Founded by chefs Kin Lui and Raymond Ho and sustainability expert Casson Trenor, Tataki prides itself on using completely sustainable fish. Casson Trenor is the Senior Markets Campaigner of Greenpeace and the author of "Sustainable Sushi: A Guide to Saving the Oceans One Bite at a Time." He speaks about how the sushi industry used to be a completely unsustainable system, and how he became involved because he wanted people to be aware of how to choose fish responsibly and be aware of overfishing. He spearheads Greenpeace's efforts to hold restaurants accountable for their sustainability practices and educates the public about the fishery crisis through public engagements. He has also received several awards including "Hero of the Environment" from Time Magazine, and "Ocean Protection Hero" from Save our Shores. He believes that the only way for the sushi industry to continue is to incorporate sustainable practices. It is all about finding alternatives to overfished species, and to stop supporting chefs that sell those species that are in trouble. It is through the buyer's choices that changes are made, and by restaurants owners listening to their customers who ask for sustainable seafood. Trenor says there are over 10 sustainable sushi restaurants here in the US, and that they continue to support one another because they all want the same thing, to preserve the tradition of sushi. He is also developing another sustainable sushi restaurant in San Francisco called Ki.
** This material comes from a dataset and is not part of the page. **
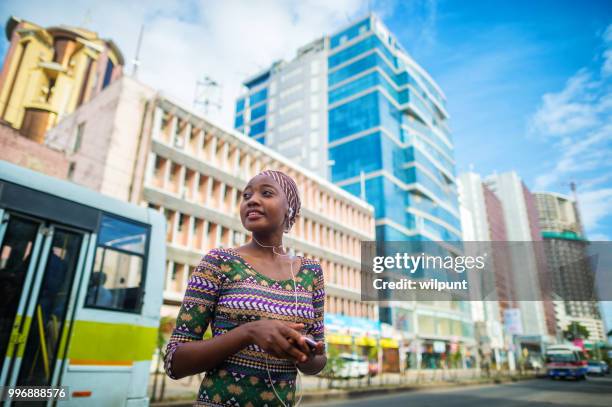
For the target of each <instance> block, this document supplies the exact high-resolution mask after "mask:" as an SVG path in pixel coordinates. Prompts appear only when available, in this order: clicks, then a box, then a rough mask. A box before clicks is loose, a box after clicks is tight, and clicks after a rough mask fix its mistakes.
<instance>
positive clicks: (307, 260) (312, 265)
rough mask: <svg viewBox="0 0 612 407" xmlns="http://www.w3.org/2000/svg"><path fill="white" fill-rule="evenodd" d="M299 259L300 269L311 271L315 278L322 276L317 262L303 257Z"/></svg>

We decided to start out our meal with some garlic edamame and what came out were no ordinary soybeans. They were covered in a delicious roasted garlic soy-sauce and were pan-fried, resulting in a truly savory and spicy treat. We also went with an appetizer of Baked Sanma, which was mackerel pike that was sauteed on a skewer with sea salt. The mackerel still had its skin on, resulting in a crispy little piece of fish that was still succulent on the inside. One of the specials was called Kurodai, which was seared black se bream with avocado and a jalapeno-ponzu sauce. Since I rarely have sea bream (a Mediterranean fish very closely related to red snapper), I was excited to try out this sashimi. Its taste was extremely similar to snapper, and the jalapeno sauce had exactly the right amount of spice. We also knew it was necessary to try at least one or two of their amazing specialty rolls, so we decided on the Pacific Sunrise, the 49er, and the Double-Double.
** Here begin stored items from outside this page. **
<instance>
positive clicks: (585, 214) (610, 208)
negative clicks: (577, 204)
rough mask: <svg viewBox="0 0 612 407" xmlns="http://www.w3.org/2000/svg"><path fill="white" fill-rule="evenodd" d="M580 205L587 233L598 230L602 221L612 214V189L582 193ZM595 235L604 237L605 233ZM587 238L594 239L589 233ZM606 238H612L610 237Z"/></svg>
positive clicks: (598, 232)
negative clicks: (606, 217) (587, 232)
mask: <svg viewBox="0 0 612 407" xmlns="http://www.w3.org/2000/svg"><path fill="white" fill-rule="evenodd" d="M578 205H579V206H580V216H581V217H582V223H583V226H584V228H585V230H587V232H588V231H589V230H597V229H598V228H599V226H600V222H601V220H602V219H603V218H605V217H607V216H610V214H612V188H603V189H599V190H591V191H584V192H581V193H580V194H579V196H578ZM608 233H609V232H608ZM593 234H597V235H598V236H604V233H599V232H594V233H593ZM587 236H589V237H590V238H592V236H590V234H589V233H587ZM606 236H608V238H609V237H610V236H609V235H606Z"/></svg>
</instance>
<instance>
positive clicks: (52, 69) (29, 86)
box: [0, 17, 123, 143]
The Pacific Sunrise was composed of 4 varieties of fish: Arctic char, sea bream, albacore and snapper, which was then wrapped in thinly sliced cucumber and covered with a garlic ponzu sauce. This roll was excellent because with the lack of rice, you were truly able to taste the distinctness and quality of the fish. The 49er was an avocado roll which was topped with Arctic char, lemon and masago. Arctic char is one of my favorite fish (it's almost a cross between salmon and trout) but I've never had it raw before. This roll was light, fresh and zesty with the addition of lemon and the Arctic char works perfectly in sushi form. Our final roll was the Double-Double, a request of my husband since he loves tempura fried rolls. It was composed of tempura-fried spicy albacore roll which was sliced and covered with masago, green onions, sesame seeds and a spicy aioli. Although I'm not usually a fan of tempura, the batter was light and the spiciness complemented the albacore perfectly.
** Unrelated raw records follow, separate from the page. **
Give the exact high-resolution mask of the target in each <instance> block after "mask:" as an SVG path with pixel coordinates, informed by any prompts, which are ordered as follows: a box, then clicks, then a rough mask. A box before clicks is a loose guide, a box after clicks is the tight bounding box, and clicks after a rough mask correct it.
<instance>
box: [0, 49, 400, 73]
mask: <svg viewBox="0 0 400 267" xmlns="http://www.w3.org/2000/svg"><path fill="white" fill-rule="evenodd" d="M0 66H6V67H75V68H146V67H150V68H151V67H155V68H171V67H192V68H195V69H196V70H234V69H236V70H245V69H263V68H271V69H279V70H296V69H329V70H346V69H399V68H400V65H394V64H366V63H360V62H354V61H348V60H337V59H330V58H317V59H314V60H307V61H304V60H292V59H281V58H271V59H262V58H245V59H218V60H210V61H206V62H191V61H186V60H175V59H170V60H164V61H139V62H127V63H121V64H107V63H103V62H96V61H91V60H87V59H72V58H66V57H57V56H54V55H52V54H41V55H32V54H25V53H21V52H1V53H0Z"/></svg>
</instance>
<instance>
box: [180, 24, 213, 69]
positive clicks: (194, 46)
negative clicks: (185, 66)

I had read about how Tataki had attempted to re-create unagi or unsustainable freshwater eels (a sushi-lover's favorite), that instead uses black cod as a replacement for the eel, which is then lightly blackened and served with a delicious rich mirin and soysauce sauce. You can get the recipe here. It was amazing how you didn't miss the eel at all. These creative alternatives to sushi favorites are how restaurants like Tataki are making sustainable, responsible and delicious choices in order to appease the most staunch sushi-lover. You will not miss the Bluefin or the eel, and every lover of sushi should get out there and try the Arctic char.